IRMÃOS NÃO-IRMÃOS

Sile soltava gritos de alegria e agitava os braços em direção ao pequeno pássaro de papel colorido que balançava pendurado por um fio. Com a mão direita, segurava um coelhinho de vinil verde claro com tons de branco nas covas das orelhas. De quando em quando, aquietava e, segurando o brinquedo com as duas mãos, mordiscava as orelhas de plástico para coçar as gengivas em que os primeiros dentes forçavam saída.

O berço ainda era seu mundo. Passava as horas se entretendo com tudo que se movesse ao alcance de seu olhar. Depois, na escuridão do sono, revia as cores dos brinquedos, as paredes, as frestas de céu e as árvores próximas da janela.

Porém, mais que as imagens, os sons despertavam nela viva curiosidade: vozes conhecidas, como as da mãe e do pai, barulhos que se repetiam diariamente e o gorjeio dos pássaros no quintal. Sentia prazer ao ouvir as cantigas de ninar e até fechava os olhos para escutar melhor.

Pela manhã, quase todos os dias, algumas vozes diferentes entravam pela janela, vindos sempre da mesma direção; menos harmoniosas e muito mais vibrantes que os gorjeios dos pássaros, quase uma gritaria. Um cantar individual, que, às vezes, recebia a companhia de outros cantares, os quais poderiam chegar a uma cantoria com muitos timbres simultâneos e desorganizados. Ouvia essas cantorias pela manhã, algumas durante a tarde e nenhuma durante a noite. Tinha ouvido também vozes semelhantes, porém, muito mais agudas e aceleradas, como se fossem alertas ou pedidos de socorro.

Ao ouvir esses cantares, ficava em silêncio, só escutando, procurando entender.

Do berço, Sile contemplava as paredes, as janelas e as portas sem poder de ir até elas. No entanto, quando conseguiu se manter sentada sem apoiar as costas, foi posta sobre uma manta estendida no assoalho. Então, sem as grades do berço, Sile viu espaços abertos.

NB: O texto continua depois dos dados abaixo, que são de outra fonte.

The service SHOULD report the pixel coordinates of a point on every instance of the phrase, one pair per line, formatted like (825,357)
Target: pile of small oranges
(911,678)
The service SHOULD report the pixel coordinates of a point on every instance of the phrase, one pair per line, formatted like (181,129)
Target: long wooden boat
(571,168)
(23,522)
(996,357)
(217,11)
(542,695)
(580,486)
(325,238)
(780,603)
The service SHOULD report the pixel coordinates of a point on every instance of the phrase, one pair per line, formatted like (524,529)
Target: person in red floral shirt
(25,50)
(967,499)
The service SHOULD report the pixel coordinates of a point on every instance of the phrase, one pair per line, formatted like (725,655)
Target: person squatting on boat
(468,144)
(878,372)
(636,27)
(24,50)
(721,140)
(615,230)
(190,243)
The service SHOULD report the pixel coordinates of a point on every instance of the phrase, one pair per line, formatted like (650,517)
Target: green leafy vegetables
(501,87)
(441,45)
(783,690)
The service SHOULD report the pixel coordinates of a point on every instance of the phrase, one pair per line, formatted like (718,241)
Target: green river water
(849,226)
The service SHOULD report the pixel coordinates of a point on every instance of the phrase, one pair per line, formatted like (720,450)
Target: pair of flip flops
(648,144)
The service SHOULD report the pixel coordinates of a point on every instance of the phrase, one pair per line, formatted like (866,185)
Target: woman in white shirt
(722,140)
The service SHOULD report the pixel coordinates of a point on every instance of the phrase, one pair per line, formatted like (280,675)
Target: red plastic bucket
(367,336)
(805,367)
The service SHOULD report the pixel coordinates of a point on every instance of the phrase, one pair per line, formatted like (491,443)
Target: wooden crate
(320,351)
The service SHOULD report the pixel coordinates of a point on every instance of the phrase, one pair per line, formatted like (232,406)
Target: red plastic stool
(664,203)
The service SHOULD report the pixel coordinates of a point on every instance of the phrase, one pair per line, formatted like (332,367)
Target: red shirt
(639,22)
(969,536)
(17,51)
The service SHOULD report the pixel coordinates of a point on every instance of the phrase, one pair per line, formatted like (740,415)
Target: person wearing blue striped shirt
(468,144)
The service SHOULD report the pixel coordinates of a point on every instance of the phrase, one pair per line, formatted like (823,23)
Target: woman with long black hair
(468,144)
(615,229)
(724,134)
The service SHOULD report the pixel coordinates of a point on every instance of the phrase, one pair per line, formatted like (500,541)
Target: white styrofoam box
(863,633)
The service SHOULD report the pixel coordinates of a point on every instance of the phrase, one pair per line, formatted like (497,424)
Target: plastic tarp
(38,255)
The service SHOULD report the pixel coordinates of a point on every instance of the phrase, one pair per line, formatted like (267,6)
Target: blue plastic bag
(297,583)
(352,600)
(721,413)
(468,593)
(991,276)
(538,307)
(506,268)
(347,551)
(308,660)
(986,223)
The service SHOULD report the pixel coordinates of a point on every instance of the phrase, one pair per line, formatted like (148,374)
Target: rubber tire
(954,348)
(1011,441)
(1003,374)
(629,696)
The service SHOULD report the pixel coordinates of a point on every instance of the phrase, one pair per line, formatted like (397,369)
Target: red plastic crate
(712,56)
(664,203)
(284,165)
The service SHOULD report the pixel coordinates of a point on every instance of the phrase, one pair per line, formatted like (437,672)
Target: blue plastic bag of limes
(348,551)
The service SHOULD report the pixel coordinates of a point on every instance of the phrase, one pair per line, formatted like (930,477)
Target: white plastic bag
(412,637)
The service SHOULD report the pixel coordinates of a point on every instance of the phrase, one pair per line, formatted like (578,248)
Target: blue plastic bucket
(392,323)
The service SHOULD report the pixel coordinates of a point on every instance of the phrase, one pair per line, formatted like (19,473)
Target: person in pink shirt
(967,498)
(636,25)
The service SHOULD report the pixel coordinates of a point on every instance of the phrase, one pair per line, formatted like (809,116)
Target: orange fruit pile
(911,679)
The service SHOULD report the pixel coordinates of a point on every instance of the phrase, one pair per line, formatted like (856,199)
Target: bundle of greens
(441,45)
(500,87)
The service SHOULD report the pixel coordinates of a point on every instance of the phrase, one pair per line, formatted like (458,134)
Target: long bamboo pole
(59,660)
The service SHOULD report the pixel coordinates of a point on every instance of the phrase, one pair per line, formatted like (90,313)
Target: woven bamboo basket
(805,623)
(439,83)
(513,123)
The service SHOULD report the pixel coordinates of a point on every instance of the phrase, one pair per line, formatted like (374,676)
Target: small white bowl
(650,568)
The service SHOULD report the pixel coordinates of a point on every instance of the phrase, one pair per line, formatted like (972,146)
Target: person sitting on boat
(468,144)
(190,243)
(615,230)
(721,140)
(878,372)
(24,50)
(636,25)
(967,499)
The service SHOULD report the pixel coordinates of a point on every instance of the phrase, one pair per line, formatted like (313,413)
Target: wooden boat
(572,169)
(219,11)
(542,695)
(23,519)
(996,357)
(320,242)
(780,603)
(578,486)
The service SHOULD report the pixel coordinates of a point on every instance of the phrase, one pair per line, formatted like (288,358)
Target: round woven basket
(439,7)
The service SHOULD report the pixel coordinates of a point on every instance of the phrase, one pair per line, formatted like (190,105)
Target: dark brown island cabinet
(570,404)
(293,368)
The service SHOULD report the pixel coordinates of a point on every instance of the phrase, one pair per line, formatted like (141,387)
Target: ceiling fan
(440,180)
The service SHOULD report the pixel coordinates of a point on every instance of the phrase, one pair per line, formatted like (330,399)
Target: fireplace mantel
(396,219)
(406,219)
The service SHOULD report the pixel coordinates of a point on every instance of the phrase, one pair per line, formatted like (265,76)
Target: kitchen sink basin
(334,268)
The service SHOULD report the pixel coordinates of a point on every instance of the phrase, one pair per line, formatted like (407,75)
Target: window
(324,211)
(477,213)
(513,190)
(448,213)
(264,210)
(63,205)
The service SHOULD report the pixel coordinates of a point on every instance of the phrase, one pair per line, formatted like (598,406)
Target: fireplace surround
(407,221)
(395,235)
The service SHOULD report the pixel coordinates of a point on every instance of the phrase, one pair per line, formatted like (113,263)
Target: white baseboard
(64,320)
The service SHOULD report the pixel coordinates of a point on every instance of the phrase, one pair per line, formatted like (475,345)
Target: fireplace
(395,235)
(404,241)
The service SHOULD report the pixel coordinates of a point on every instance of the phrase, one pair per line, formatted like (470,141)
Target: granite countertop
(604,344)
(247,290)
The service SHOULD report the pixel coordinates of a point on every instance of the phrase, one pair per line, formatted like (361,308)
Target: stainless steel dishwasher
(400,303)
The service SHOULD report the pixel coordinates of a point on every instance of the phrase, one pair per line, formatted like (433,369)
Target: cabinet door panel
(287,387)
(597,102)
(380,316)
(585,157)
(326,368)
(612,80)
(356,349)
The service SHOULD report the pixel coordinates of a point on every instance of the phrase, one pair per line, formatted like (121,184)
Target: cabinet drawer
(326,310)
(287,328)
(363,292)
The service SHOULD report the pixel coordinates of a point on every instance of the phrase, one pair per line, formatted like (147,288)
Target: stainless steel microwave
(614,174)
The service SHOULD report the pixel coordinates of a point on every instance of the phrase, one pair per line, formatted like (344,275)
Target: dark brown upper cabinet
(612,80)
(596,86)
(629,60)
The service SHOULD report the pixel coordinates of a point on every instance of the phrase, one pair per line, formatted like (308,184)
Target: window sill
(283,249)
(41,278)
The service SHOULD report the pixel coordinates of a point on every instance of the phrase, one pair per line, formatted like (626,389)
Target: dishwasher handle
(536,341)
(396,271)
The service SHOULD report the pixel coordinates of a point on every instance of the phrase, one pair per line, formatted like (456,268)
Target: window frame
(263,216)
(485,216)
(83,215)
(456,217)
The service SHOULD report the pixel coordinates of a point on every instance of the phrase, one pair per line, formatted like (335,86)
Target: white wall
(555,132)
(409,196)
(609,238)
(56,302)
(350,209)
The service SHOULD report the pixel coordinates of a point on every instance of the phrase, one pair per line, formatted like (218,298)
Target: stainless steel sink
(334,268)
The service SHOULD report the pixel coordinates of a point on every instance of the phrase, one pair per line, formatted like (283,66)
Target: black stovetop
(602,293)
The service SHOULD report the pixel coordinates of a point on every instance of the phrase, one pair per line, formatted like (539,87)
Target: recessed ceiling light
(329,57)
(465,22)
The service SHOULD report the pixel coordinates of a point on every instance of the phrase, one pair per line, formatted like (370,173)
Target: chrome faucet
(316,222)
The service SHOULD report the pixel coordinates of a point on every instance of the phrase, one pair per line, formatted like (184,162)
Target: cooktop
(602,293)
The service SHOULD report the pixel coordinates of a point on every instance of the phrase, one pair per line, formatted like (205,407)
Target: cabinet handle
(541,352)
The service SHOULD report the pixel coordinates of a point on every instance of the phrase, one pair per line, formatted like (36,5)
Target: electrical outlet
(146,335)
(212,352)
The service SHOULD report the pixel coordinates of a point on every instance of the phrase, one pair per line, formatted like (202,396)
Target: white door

Aos poucos, começou a explorar a área: se espichou para alcançar um brinquedo que caíra para além do alcance do braço, deitou de bruços, apoiou as mãos no chão, arrastou as pernas, … por enfim, engatinhou.

Sile ampliava o mundo dela. Porém, as paisagens continuavam menores que seus interesses e o canto dos pássaros continuavam vindo de um lugar que não via. Sile se sentia atraída pelas cantorias; principalmente, por aquelas mais fortes, vindas sempre da mesma direção.

No dia em que foi levada no colo a passear pelo quintal, ouviu de perto uma melodia e conseguiu ver quem cantava: era bem parecido com o passarinho dependurado sobre o berço, mas… movia as asas e o bico.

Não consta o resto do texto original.